Technochauvinists claim that everyone will be safer in driverless vehicles because tech will lower the number of accidents. I question that claim in my book. But aside from that, the truth is our threat model should include other passengers as well as other vehicles.

The current transportation system of buses, trains, and trucks has built-in protections that we have collectively invested in over time. The vehicles are operated by people who are good at their jobs, who like their jobs, and who do more than technochauvinists think to keep our complex social and technical transportation system running. It’s not smart city design to take away the important work — both visible and invisible — that bus, truck, train, and taxi drivers do.

Sure, the current system isn’t perfect — humans have plenty of biases that affect how people interact in and around vehicles. But turning control over to sensors and code only reinforces existing social problems and makes them harder to see and more difficult to fix.

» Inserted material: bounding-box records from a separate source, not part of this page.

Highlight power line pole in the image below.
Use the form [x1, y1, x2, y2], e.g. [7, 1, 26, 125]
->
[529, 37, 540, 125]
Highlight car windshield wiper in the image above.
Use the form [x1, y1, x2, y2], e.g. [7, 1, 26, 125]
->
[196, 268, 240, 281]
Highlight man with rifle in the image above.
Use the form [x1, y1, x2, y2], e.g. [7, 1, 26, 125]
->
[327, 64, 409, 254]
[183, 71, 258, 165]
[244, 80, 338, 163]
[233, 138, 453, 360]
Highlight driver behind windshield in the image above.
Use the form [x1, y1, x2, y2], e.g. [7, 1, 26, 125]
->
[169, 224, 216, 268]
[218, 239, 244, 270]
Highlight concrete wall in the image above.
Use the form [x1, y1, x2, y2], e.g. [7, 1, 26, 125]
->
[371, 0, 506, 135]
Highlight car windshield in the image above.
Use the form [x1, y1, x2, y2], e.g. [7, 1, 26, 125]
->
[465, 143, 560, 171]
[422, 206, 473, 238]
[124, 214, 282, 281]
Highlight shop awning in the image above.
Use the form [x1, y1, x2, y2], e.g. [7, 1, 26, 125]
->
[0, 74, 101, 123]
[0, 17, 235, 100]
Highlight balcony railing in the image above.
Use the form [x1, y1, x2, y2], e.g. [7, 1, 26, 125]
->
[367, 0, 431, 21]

There’s nothing inevitable about autonomous vehicles. In fact, the fantasy of driverless cars has been failing for longer than you think. We’ve devoted plenty of time and money to the driverless delusion. In 50 years, we’ll likely regret spending so much on this futile, antisocial endeavor. It’s time to collectively say no to the fantasy of the driverless car and invest in making our existing transportation systems better. Instead of spending billions on an imaginary world, let’s fund the world we already have.